Je lui ai parlé lors d'un de ses séjours dans la baie de San Francisco, en Janvier 1990. Meher Van Groenou et Idrees Malik ont aidé à organiser l'interview.

Kumar Sankar Majumder : Avant que nous n'abordions vos influences créatrices et votre philosophie politique, parlez nous de votre vie professionnelle.

Salima Hashmi : De profession, je suis peintre. J'enseigne également. J'ai étudié la peinture à Lahore et en Angleterre. Et depuis longtemps, depuis 1969, j'enseigne à Lahore, au National College of Arts, qui s'appelait autrefois «New School of Arts». C'est l'école où j'ai moi-même étudié. Le nom a changé en 1947, (après la Partition), comme cela a été le cas pour beaucoup d'autres institutions. C'était une sorte d'institution soeur de la Calcutta School, de la Madras School et de J.J. (School of Arts à Bombay).

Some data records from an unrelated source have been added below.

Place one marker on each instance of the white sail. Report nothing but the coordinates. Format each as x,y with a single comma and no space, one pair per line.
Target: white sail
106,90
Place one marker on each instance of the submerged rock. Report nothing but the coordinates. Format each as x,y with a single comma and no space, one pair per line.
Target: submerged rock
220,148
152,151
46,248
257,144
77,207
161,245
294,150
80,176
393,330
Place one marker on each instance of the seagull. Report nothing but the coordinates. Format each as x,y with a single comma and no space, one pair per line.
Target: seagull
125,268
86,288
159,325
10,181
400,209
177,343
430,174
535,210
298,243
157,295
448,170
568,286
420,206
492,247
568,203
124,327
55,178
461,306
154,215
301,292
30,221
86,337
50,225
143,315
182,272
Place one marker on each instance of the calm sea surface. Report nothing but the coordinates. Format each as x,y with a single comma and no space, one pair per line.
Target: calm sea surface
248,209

En fait, des personnes très connues qui étaient autrefois liées à l'institution, Satish Gujral (peintre indien) et B.C. Sanyalji (Recteur avant la Partition) sont venues à Lahore il y a deux ans pour effectuer un grand voyage sentimental. J'étais une des personnes qui leur servaient de guides. Ce fut une très grande joie.

Je me suis également occupé de théâtre sur le plan local. Une fois que la télévision a commencé à diffuser au Pakistan, je me suis occupée de télévision pour les enfants et de marionnettes. Et également de satire - dans les années où il était possible de faire de la satire (rires). J'ai été effectivement réduite au silence et interdite de télévision à partir de 1978. Je n'y suis revenue que cette année.

J'ai pris une année sabbatique pour suivre un cours à la Rhode island School of Design, à Providence. Ce cours traite réellement de la recherche dans l'enseignement de l'art.

Majumder : Pouvez-vous m'expliquer cela, s'il vous plaît ?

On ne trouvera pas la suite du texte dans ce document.